Andres Manuel Lopez Obrador a implicitement reconnu que les chiffres de l'Institut fédéral électoral (IFE) donnaient la victoire à son adversaire de droite, en annonçant jeudi matin qu'il les contesterait devant le tribunal fédéral électoral (TRIFE), ultime recours légal pour inverser le résultat.

"Nous allons recourir au tribunal fédéral électoral pour contester le processus électoral", car il y a eu "beaucoup d'irrégularités", a déclaré le candidat de gauche au cours d'une conférence de presse.

Il a appelé ses partisans à une manifestation samedi dans le centre de la capitale, début sans doute d'une longue bataille de protestation. Devant la maison de campagne du candidat de gauche, 50 personnes criaient "s'il n'y pas de solution, ce sera la révolution".

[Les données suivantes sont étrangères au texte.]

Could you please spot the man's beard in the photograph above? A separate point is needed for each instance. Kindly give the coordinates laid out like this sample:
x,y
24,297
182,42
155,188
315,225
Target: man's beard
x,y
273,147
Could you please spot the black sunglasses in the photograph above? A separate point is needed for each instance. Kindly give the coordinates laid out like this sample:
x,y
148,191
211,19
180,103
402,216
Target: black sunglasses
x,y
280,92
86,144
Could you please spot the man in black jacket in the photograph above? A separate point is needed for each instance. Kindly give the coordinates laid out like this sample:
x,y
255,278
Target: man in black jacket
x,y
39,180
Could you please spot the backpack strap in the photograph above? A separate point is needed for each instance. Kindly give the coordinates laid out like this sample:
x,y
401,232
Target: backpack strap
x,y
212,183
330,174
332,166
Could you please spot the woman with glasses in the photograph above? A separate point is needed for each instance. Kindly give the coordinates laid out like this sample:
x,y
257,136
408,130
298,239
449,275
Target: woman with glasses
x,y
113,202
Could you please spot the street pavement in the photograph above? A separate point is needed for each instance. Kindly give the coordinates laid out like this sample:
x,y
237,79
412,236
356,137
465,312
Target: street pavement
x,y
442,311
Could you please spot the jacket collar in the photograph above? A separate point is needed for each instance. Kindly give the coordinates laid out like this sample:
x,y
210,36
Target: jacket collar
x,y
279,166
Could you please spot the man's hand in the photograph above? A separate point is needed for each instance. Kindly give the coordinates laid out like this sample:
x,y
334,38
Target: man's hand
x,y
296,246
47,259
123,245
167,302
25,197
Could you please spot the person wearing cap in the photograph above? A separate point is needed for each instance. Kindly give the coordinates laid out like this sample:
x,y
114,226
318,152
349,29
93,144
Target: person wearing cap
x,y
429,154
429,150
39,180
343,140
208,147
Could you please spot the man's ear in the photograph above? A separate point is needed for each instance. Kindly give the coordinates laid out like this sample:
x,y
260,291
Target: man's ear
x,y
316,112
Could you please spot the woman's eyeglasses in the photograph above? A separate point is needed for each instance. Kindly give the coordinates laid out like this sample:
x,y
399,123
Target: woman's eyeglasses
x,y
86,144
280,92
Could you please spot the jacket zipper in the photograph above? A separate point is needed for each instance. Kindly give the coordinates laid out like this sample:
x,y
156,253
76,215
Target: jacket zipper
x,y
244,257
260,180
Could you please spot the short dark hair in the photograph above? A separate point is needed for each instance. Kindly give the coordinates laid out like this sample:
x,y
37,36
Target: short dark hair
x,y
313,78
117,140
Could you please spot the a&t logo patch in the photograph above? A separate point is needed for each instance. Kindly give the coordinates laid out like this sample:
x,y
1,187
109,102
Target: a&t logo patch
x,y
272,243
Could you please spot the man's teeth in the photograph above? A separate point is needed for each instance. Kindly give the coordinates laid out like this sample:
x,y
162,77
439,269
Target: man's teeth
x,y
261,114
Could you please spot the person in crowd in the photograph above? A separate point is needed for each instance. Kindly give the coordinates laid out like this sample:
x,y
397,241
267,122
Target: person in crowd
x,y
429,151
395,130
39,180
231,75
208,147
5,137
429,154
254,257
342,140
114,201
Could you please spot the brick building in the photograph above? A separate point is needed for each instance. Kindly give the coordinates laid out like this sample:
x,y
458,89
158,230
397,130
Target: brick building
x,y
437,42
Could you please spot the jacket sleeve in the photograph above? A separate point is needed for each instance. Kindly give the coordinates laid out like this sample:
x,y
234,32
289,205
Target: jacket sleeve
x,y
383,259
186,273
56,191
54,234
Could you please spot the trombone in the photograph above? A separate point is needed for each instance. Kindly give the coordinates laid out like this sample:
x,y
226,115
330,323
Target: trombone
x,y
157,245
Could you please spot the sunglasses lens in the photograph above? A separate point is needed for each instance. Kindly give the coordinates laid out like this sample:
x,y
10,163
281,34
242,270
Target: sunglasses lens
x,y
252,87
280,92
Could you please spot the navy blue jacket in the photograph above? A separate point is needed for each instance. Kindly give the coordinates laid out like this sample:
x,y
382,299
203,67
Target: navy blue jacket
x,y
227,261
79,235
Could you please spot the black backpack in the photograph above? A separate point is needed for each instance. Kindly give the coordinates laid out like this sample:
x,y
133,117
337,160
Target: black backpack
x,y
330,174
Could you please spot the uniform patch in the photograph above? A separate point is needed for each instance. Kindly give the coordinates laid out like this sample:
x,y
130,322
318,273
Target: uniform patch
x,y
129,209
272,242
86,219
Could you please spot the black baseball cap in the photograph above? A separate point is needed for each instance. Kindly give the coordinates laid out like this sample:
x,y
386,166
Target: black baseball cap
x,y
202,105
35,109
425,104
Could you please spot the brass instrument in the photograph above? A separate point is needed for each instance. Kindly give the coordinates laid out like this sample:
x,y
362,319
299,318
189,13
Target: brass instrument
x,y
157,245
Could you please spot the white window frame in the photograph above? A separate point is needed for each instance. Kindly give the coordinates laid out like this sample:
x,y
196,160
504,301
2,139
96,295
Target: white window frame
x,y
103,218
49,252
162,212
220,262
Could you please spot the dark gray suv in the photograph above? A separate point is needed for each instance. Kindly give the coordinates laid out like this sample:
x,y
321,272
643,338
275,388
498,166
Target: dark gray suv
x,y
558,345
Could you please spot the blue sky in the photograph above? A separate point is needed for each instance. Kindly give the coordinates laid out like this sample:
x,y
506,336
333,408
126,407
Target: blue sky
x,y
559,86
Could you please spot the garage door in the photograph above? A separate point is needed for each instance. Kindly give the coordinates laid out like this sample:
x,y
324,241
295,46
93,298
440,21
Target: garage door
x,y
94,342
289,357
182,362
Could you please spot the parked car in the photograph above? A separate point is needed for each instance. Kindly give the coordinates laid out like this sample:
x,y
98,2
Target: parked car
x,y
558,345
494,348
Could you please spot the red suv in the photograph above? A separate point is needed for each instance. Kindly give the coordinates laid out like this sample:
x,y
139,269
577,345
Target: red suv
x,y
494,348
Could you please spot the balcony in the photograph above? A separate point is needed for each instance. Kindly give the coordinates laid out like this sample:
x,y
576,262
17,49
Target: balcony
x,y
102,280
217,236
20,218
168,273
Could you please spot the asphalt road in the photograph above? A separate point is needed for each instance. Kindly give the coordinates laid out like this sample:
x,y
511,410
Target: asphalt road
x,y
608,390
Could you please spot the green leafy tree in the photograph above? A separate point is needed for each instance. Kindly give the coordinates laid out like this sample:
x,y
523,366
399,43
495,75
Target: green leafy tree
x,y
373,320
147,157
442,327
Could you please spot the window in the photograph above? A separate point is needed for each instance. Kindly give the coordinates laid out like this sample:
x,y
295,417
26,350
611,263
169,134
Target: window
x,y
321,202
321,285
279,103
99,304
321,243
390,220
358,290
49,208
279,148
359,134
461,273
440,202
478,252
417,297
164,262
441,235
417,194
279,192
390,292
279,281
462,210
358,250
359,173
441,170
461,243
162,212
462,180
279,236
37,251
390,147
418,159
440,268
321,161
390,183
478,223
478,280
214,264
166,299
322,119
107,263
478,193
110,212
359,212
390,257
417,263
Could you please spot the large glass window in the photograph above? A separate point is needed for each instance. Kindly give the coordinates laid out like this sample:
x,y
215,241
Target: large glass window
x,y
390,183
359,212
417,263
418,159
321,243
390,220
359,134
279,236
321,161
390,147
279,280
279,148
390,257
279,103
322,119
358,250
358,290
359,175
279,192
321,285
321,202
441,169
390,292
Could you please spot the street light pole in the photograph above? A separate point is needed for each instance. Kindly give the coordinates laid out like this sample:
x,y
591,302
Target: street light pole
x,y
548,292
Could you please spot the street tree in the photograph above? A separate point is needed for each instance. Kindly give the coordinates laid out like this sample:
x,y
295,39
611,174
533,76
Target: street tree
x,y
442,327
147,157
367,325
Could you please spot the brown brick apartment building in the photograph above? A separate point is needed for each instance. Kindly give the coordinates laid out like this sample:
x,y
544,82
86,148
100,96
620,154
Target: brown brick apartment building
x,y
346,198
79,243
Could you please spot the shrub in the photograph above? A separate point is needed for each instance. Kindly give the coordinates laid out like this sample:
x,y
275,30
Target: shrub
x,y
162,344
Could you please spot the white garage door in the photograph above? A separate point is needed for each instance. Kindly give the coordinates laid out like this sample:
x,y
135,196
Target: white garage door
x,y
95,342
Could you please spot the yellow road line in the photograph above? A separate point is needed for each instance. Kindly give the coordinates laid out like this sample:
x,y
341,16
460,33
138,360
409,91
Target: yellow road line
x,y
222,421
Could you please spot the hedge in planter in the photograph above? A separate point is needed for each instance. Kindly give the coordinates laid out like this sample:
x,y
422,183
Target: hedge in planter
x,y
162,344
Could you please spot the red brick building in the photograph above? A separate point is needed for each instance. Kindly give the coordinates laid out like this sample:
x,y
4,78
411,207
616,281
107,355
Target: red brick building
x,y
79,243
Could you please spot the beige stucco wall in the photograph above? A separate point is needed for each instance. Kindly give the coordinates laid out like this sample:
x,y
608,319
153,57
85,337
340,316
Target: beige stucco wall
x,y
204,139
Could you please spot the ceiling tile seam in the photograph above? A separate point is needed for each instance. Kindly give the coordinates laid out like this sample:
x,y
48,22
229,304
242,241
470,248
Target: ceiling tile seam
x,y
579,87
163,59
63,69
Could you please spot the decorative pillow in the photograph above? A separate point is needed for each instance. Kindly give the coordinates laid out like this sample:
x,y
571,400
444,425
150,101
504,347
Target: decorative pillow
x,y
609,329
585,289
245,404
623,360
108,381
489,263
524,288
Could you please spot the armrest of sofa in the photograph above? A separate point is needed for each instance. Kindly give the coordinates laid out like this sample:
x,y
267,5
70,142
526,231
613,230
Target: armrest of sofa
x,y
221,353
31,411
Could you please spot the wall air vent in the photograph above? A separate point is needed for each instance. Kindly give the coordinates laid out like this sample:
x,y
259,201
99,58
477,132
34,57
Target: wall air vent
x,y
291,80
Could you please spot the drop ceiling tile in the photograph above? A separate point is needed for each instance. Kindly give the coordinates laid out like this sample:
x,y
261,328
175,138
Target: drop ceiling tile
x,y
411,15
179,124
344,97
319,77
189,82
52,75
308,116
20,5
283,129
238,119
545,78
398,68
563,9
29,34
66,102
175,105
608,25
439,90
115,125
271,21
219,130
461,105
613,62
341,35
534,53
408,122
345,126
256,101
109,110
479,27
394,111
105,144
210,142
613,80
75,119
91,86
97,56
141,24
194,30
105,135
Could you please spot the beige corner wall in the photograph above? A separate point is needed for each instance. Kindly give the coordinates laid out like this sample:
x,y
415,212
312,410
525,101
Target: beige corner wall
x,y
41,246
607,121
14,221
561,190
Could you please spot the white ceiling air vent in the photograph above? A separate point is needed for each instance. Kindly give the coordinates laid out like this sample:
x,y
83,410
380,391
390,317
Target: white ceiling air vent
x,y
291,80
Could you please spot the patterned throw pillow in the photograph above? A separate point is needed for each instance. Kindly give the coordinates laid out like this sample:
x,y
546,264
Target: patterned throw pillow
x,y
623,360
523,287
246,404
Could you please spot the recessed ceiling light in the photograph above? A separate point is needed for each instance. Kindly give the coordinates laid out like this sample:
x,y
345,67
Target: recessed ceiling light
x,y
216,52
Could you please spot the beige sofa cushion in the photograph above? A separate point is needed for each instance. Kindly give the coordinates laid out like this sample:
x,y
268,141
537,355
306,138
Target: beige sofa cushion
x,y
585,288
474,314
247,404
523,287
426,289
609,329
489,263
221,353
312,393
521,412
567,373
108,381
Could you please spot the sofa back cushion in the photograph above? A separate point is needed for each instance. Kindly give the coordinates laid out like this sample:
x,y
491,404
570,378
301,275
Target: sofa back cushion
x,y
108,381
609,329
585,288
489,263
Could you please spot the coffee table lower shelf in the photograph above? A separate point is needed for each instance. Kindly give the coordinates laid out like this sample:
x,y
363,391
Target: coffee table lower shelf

"Personne ne peut se déclarer vainqueur", a-t-il précisé avant d'affirmer: "Nous avons gagné".

Andres Manuel Lopez Obrador exige un nouveau décompte, un par un, de plus de 40 millions de bulletins de l'élection présidentielle. L'IFE lui a refusé cette possibilité arguant de la loi mexicaine qui ne prévoit de décomptes urne par urne que dans les cas d'anomalies.

Après l'annonce du résultat officiel par l'institut fédéral électoral d'ici à dimanche, les partis ont quatre jours pour contester le résultat devant le TRIFE. Ce dernier devra annoncer le nom du nouveau président d'ici au 6 septembre après avoir examiné les plaintes du parti de la révolution démocratique (PRD) de Lopez Obrador. Il devra se pencher sur la demande d'un nouveau décompte voix par voix qui serait une première au Mexique.

Felipe Calderon, 43 ans, conservateur catholique, promet le changement dans la continuité: il se veut à la fois l'héritier de la politique économique du président Vicente Fox et l'initiateur d'un nouveau mode de gouvernement.

Il devra trouver le moyen de gouverner avec un congrès où il n'aura pas de majorité, même si la PAN est devenu le premier groupe à la chambre des députés.

Il a déjà annoncé qu'il tenterait de former un gouvernement de coalition ou d'union nationale, proposant même un poste à Lopez Obrador.

"Si les autorités électorales le confirment, je serai un dirigeant non seulement pour mon parti, mais pour tous les Mexicains", a déclaré le candidat de la droite catholique.

Le pays va se trouvé divisé entre droite et gauche et entre Nord, partisan de Felipe Calderon, et Sud, partisan de Lopez Obrador qui a aussi la sympathie de la majorité des habitants de la capitale dont il a été le maire.